June 21 (Bloomberg) -- Hong Kong’s interest rates may increase ahead of gains in the U.S., as an outflow of funds would lead banks to raise rates, said Financial Secretary John Tsang.
Expectations of rising interest rates “could gradually affect” the city’s property market, Tsang told reporters today.
Federal Reserve Chairman Ben S. Bernanke this week said policy makers may “moderate” their pace of bond purchases this year, reducing money being pumped into the U.S. economy, some of which has found its way to other countries. Investors are pulling money from emerging markets as the prospect of less liquidity depresses stocks, bonds and currencies in Asia.
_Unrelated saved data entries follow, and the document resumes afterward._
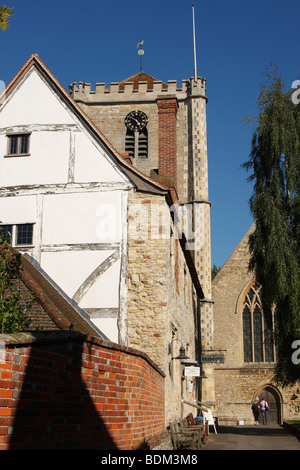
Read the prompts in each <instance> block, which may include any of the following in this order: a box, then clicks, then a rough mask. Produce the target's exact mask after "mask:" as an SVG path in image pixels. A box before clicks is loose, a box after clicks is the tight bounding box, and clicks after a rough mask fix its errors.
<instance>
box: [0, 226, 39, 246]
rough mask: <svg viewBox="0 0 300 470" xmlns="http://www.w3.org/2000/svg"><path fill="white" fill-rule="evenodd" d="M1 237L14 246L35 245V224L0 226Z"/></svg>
mask: <svg viewBox="0 0 300 470" xmlns="http://www.w3.org/2000/svg"><path fill="white" fill-rule="evenodd" d="M0 236H1V238H2V239H4V240H7V241H9V242H10V243H11V244H12V245H13V246H24V245H32V244H33V224H14V225H13V224H10V225H0Z"/></svg>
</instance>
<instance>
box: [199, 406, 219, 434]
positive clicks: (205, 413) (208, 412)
mask: <svg viewBox="0 0 300 470" xmlns="http://www.w3.org/2000/svg"><path fill="white" fill-rule="evenodd" d="M202 416H203V418H204V419H205V420H207V422H208V424H209V425H211V426H213V427H214V430H215V433H216V434H217V430H216V426H215V420H214V417H213V415H212V411H211V409H210V408H208V409H207V411H202Z"/></svg>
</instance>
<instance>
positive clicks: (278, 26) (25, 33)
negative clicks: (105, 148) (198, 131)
mask: <svg viewBox="0 0 300 470" xmlns="http://www.w3.org/2000/svg"><path fill="white" fill-rule="evenodd" d="M0 3H1V4H2V2H0ZM5 4H6V5H7V6H9V7H14V8H15V15H14V17H13V18H12V20H11V26H10V28H9V29H7V30H6V31H5V32H2V31H0V44H1V72H0V80H3V81H4V82H5V83H8V81H9V80H10V79H11V78H12V77H13V76H14V75H15V73H16V72H17V71H18V70H19V69H20V67H21V66H22V65H23V63H24V62H25V61H26V60H27V59H28V58H29V56H30V55H31V54H32V53H38V54H39V56H40V57H41V59H42V60H43V61H44V62H45V64H46V65H47V66H48V68H49V69H50V70H51V72H52V73H53V74H54V75H55V76H56V77H57V79H58V80H59V81H60V82H61V83H62V85H64V86H65V88H67V89H68V85H69V84H70V83H72V82H74V81H77V82H78V81H80V80H82V81H84V82H90V83H91V84H92V88H93V87H94V86H95V83H96V82H105V83H106V84H107V85H109V84H110V82H115V81H119V80H122V79H124V78H126V77H128V76H130V75H132V74H134V73H136V72H137V71H138V70H139V66H140V61H139V60H140V59H139V56H138V54H137V43H138V42H139V41H141V40H144V51H145V54H144V56H143V69H144V71H145V72H147V73H149V74H150V75H152V76H154V77H156V78H157V79H160V80H163V81H168V80H177V81H178V84H179V85H180V84H181V81H182V80H183V79H186V78H190V77H191V76H192V75H193V73H194V59H193V35H192V5H193V4H194V5H195V22H196V50H197V71H198V75H200V76H202V77H205V78H206V80H207V96H208V104H207V125H208V159H209V194H210V201H211V203H212V207H211V229H212V263H214V264H216V265H217V266H222V265H223V263H224V262H225V261H226V259H227V258H228V257H229V256H230V254H231V253H232V251H233V250H234V248H235V247H236V245H237V244H238V242H239V241H240V239H241V238H242V237H243V235H244V234H245V233H246V231H247V230H248V228H249V227H250V225H251V223H252V217H251V214H250V212H249V204H248V201H249V197H250V195H251V192H252V188H251V186H250V185H249V183H247V181H246V180H247V174H246V173H245V171H244V170H242V169H241V168H240V166H241V164H242V163H243V162H244V161H246V160H247V159H248V157H249V152H250V146H251V136H252V132H253V130H254V128H253V127H252V126H251V125H249V124H242V123H241V122H242V120H243V118H245V117H246V116H249V115H256V112H257V110H256V99H257V95H258V92H259V86H258V85H259V83H261V82H262V81H263V80H264V76H263V74H264V73H265V71H266V68H267V66H268V63H269V62H272V63H274V64H277V66H278V68H279V70H280V73H281V76H282V78H283V80H284V82H285V84H286V87H287V89H288V88H290V87H291V84H292V82H293V81H294V80H296V79H299V77H300V70H299V66H300V60H299V44H300V27H299V18H300V2H299V0H286V1H285V2H283V1H279V0H259V1H258V0H252V1H248V0H227V1H225V0H194V1H192V0H151V1H150V0H143V1H138V0H127V1H124V0H114V1H112V2H109V1H103V0H86V1H85V2H82V1H79V0H72V1H70V0H59V1H58V0H51V2H50V1H45V2H43V1H41V0H27V1H24V0H7V1H6V2H5Z"/></svg>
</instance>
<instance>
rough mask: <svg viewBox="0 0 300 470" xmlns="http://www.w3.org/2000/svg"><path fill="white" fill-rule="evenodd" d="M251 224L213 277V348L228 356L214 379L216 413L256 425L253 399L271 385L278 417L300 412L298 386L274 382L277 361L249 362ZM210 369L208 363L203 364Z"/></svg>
mask: <svg viewBox="0 0 300 470" xmlns="http://www.w3.org/2000/svg"><path fill="white" fill-rule="evenodd" d="M253 228H254V227H253V226H252V227H251V228H250V229H249V231H248V232H247V233H246V235H245V236H244V237H243V239H242V240H241V242H240V243H239V244H238V246H237V247H236V249H235V250H234V252H233V253H232V255H231V256H230V257H229V259H228V260H227V261H226V263H225V264H224V266H223V267H222V269H221V270H220V271H219V273H218V274H217V276H216V277H215V279H214V281H213V300H214V329H215V332H214V338H215V343H214V348H215V349H216V350H218V349H219V350H220V353H221V354H223V355H224V363H221V364H213V365H212V367H211V379H213V382H214V391H215V396H214V398H213V400H212V405H213V408H214V413H215V415H216V416H219V419H220V422H221V423H222V422H223V423H226V424H230V423H231V424H237V422H238V421H240V420H241V421H245V424H253V416H252V412H251V404H252V402H253V400H254V399H255V397H256V396H258V394H259V393H260V392H262V390H263V389H266V388H268V387H271V389H272V390H274V393H275V395H276V397H277V400H278V417H279V420H280V421H281V422H282V421H283V420H284V419H289V418H293V417H297V416H298V417H299V416H300V396H299V385H298V386H297V385H296V386H293V387H284V388H283V387H281V386H278V385H277V384H276V383H275V382H274V367H275V363H274V362H261V363H260V362H252V363H245V362H244V354H243V319H242V310H243V302H244V298H245V295H246V293H247V292H248V289H249V286H250V285H251V284H252V283H253V282H254V276H253V273H251V272H249V270H248V265H249V257H250V255H249V246H248V239H249V235H250V233H251V232H252V230H253ZM204 369H205V364H204Z"/></svg>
“If a significant amount of funds leave Hong Kong, local interest rates will be adjusted, which may come earlier than the rate hike in the U.S,” Tsang said today. “There’s no massive outflows for now.”
Hong Kong stocks fell for the sixth week, the longest losing streak since October 2008, amid a credit crunch for Chinese banks and concern about the reduction in stimulus.
Housing prices in Hong Kong have more than doubled to a record since early 2009 on near-record low interest rates and a lack of new home supply. The government has unveiled a slew of curbs to cool demand to reduce the risks of an asset bubble.
“Those intending to buy homes should be prudent,” said Tsang. “It’s too early to say whether the government should adjust the property measures.”